Before you and your client make a decision, there are a few things you both should consider. Not every situation benefits from a letter from the buyer. There are times when a letter could actually hurt your client’s chances of landing their desired home, so it’s important to look at everything from an informed perspective. Your clients depend on you, their real estate agent, to provide that trusted advice. So, when should you send a buyer’s letter to the seller and when should you reconsider? Read on to find out.
Should Your Client Write a Homebuyer’s Letter to the Seller?
Writing a letter to the seller could be beneficial if there are multiple parties with a serious interest in the property. Adding a personal element could help your client stand out among many competitive offers. In a situation with competing offers, a buyer’s letter could make a big difference in determining which offers resonate with the sellers.
However, if there are no competitive offers made, a letter to the seller could give you less negotiating power because the sellers already know that your clients are set on the property. In addition, the stress of the property hunt could lead your client to disclose information or beliefs that are too personal and could be a potential turn off to the buyer.
Disclosing your client’s family status and reasoning behind wanting to purchase the property could open the door to possible discrimination on behalf of the seller. Ultimately, it may be safer not to disclose information that could be used to discriminate against your client.
The seller’s real estate agent could even withhold the letter if it contains any information about your client’s status in protected classes under The Fair Housing Act. The seller’s agent wants to protect the seller against accusations of a Fair Housing Act violation in the case that your client’s offer is not accepted.
How to Write an Effective Buyer’s Letter to the Seller
If you’ve considered the pros and cons of writing a letter and decided that it could benefit your client to do so, follow these guidelines to ensure that it’s as effective as it can be.
1. Keep it short.
The most effective letters are to-the-point and carefully worded. A good tactic for keeping the letter short is asking your client to write a draft or two before settling on a final version. The first draft can be as long as they like, including all the information they think is important to mention.
Challenge them to shorten it in the second draft, while still retaining the essential information. The final version will come across much more polished and effective to the seller after going through a round or two of edits.
2. Build off of something you have in common.
If there is something that your clients have in common with the sellers, that’s a good starting point to build off of in the letter. For example, if you know that the property was the seller’s first home purchase, and your clients are also first-time buyers, that could strike a chord with the seller.
3. Be upbeat and positive.
Try to keep the letter upbeat and happy. In the letter, your clients should point out detailed and specific features of the home that they appreciate. The goal is to make the buyer feel like your clients don’t want to buy just any home in the neighborhood—they want this home. You want the seller to finish reading the letter and feel positive about the possibility of selling to your clients.

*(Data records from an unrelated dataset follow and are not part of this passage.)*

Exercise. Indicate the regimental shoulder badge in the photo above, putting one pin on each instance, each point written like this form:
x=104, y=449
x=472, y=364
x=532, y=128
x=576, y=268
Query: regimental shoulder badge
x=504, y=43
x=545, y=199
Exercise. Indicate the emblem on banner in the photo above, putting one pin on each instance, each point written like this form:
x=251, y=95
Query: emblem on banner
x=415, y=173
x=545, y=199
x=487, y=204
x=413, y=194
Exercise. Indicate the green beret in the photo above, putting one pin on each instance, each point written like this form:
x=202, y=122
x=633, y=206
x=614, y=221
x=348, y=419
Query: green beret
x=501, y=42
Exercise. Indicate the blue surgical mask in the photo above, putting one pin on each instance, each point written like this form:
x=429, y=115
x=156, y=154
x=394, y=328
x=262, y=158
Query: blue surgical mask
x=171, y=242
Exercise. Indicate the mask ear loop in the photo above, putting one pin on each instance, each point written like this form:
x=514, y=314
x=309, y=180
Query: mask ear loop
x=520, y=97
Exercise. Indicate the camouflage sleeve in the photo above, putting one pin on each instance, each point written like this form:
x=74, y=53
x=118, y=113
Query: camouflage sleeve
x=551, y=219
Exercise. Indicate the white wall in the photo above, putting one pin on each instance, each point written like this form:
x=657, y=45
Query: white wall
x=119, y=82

4. Leave out any information that might be oversharing.
If you suspect that some information might be too personal, it’s best to not include it. While some sellers might identify or sympathize with your clients, others may not. Or, the seller may not appreciate lengthy personal accounts in general. Since neither you nor your clients know the seller’s personally, try to limit the amount of personal information that you share with them.
5. Proofread it.
When your clients have a letter that they are happy with, give it one last look for any possible grammar or spelling errors. Ensuring that the letter is free of grammatical errors will present your clients in the best possible light.